A eleição foi fortemente influenciada por personalidade e lealdade regional. Adams venceu na Nova Inglaterra e na maior parte de Nova York. Clay ganhou Kentucky, Ohio e Missouri. Jackson venceu no Sudeste, nas Carolinas, na Pensilvânia, em Maryland e em Nova Jersey, enquanto Crawford levou Virgínia, Geórgia e Delaware. Como nenhum candidato obteve maioria no Colégio Eleitoral, a decisão passou para a Câmara dos Representantes. Embora Andrew Jackson tenha recebido mais votos, a influência de Henry Clay ajudou John Quincy Adams a chegar à presidência. Os jacksonianos chamaram esse desfecho de “barganha corrupta”.
Adams governou com eficiência, mas sua postura fria e seus planos malsucedidos para criar um sistema nacional de estradas e canais o tornaram impopular. Jackson, por outro lado, tinha enorme apelo entre muitos eleitores. A rivalidade entre eles serviu de pano de fundo para novos alinhamentos partidários:
- Partido Republicano Nacional: defendia um governo federal forte para apoiar o desenvolvimento nacional. Incluía apoiadores de Adams e ex-federalistas.
- Partido Democrata: defendia um governo pequeno e descentralizado. Incluía apoiadores de Jackson e muitos opositores da forma como Adams chegara ao poder em 1824.
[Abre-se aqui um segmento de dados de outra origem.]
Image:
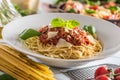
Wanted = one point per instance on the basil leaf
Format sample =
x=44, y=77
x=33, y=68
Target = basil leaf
x=71, y=11
x=71, y=24
x=58, y=22
x=90, y=29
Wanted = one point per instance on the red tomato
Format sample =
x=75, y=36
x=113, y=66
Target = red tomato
x=94, y=7
x=117, y=78
x=117, y=70
x=102, y=77
x=101, y=71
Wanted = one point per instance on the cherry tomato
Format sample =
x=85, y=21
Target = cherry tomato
x=94, y=7
x=117, y=70
x=117, y=78
x=102, y=77
x=101, y=71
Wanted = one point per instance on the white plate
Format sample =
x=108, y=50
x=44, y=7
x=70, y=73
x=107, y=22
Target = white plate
x=107, y=32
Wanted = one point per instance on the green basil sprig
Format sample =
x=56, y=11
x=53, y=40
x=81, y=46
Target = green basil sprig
x=69, y=24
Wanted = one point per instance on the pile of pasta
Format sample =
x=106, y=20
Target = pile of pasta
x=21, y=67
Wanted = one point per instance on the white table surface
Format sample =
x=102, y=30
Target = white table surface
x=114, y=59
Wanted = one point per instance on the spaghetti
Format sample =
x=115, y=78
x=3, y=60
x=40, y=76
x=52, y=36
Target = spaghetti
x=74, y=52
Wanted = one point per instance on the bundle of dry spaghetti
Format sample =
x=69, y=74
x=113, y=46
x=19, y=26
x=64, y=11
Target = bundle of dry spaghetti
x=21, y=67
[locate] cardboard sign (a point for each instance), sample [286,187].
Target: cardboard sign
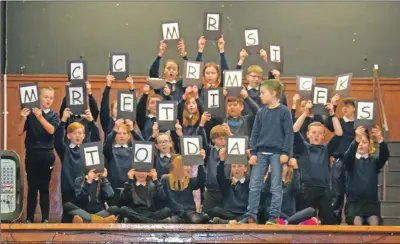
[143,159]
[29,95]
[170,31]
[156,83]
[252,41]
[190,150]
[77,71]
[119,65]
[167,114]
[192,73]
[343,84]
[214,102]
[320,99]
[212,27]
[126,105]
[77,98]
[365,114]
[233,81]
[236,147]
[92,156]
[304,86]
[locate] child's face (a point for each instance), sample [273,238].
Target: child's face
[164,144]
[122,136]
[191,106]
[171,71]
[234,109]
[363,146]
[267,96]
[152,105]
[254,79]
[220,142]
[211,75]
[46,98]
[348,110]
[316,135]
[76,137]
[238,170]
[141,176]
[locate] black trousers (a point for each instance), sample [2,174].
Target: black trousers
[39,166]
[338,188]
[144,215]
[318,198]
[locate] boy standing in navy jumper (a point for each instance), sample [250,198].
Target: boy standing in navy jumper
[40,126]
[271,142]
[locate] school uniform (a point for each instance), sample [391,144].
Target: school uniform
[139,202]
[39,160]
[235,194]
[89,200]
[314,167]
[338,174]
[77,118]
[71,161]
[362,181]
[272,136]
[181,202]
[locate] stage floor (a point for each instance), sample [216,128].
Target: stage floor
[187,233]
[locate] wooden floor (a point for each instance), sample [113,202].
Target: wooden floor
[173,233]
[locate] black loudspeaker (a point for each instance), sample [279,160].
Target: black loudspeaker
[12,187]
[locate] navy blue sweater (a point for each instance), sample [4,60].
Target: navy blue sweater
[145,196]
[179,201]
[314,160]
[362,177]
[37,137]
[85,194]
[272,131]
[71,162]
[235,196]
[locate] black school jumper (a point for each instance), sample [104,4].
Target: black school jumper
[362,182]
[140,202]
[71,162]
[39,160]
[314,176]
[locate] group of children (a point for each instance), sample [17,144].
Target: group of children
[289,177]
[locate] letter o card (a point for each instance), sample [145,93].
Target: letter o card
[143,156]
[29,95]
[236,150]
[77,72]
[92,156]
[190,150]
[119,65]
[365,114]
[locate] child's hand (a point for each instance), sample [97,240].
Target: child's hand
[91,175]
[167,90]
[360,131]
[376,133]
[109,78]
[222,154]
[204,119]
[67,113]
[201,44]
[88,115]
[131,174]
[284,158]
[153,174]
[203,153]
[221,44]
[253,160]
[178,128]
[163,48]
[264,55]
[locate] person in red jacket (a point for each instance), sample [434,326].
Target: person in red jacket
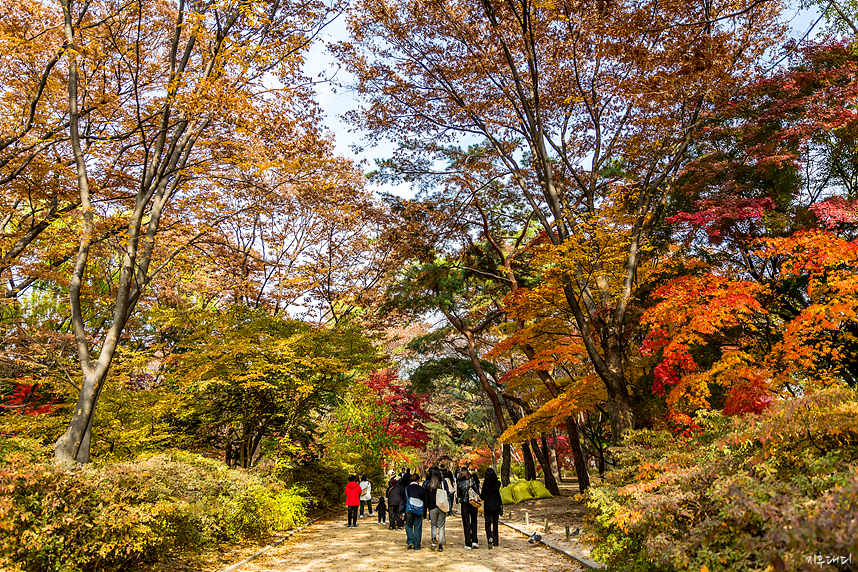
[352,500]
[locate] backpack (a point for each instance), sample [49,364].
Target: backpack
[414,505]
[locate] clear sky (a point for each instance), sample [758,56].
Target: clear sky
[335,102]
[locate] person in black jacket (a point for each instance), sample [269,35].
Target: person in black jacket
[414,520]
[437,517]
[466,482]
[396,504]
[492,505]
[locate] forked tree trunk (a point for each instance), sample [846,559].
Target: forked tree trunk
[547,475]
[529,465]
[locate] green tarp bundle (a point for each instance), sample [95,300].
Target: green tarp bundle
[506,496]
[538,490]
[521,492]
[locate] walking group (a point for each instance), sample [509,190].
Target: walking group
[408,503]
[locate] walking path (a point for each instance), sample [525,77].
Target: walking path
[330,546]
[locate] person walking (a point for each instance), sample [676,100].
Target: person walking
[405,479]
[396,502]
[352,500]
[365,495]
[415,498]
[437,514]
[451,486]
[492,505]
[381,509]
[466,482]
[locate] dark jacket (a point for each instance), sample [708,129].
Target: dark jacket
[352,494]
[430,495]
[406,478]
[395,497]
[463,486]
[414,491]
[491,496]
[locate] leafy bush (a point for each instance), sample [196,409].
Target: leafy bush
[324,483]
[120,515]
[775,491]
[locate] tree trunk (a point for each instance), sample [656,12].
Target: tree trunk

Andrew Jackson não era um político erudito, mas tinha grande popularidade como liderança do Tennessee e herói militar. Ficou conhecido sobretudo pela Guerra de 1812 e pela Primeira Guerra Seminole. Sua carreira militar lhe deu apoio entre as “pessoas comuns”, justamente os eleitores que ganhavam influência política aos poucos. Desde a Era Jeffersoniana, os Estados Unidos avançavam rumo ao sufrágio masculino branco quase universal. Na eleição presidencial de 1828, os eleitores presidenciais foram escolhidos por voto popular em quase todos os estados. Além disso, a maioria dos estados abandonou requisitos de renda para votar. Mesmo pessoas analfabetas podiam votar com cédulas padronizadas. A ampliação do eleitorado branco e a fama militar de Jackson permitiram sua vitória clara em 1828. Em 1829, ele chegou finalmente à presidência.
Conclusão
O período de Jefferson a Jackson transformou os Estados Unidos em termos políticos, territoriais e econômicos. A visão jeffersoniana de uma república de pequenos agricultores e a Compra da Louisiana fortaleceram a expansão para o oeste. A Guerra de 1812, sob Madison, reafirmou a independência diante da Grã-Bretanha, mas também expôs divisões regionais. Monroe combinou retórica de unidade nacional, Doutrina Monroe e conflitos sobre a expansão da escravidão. A eleição controversa de 1824 preparou o caminho para a ascensão de Andrew Jackson. Nessas décadas, surgiram disputas políticas e sociais que mais tarde ajudariam a conduzir o país à Guerra de Secessão.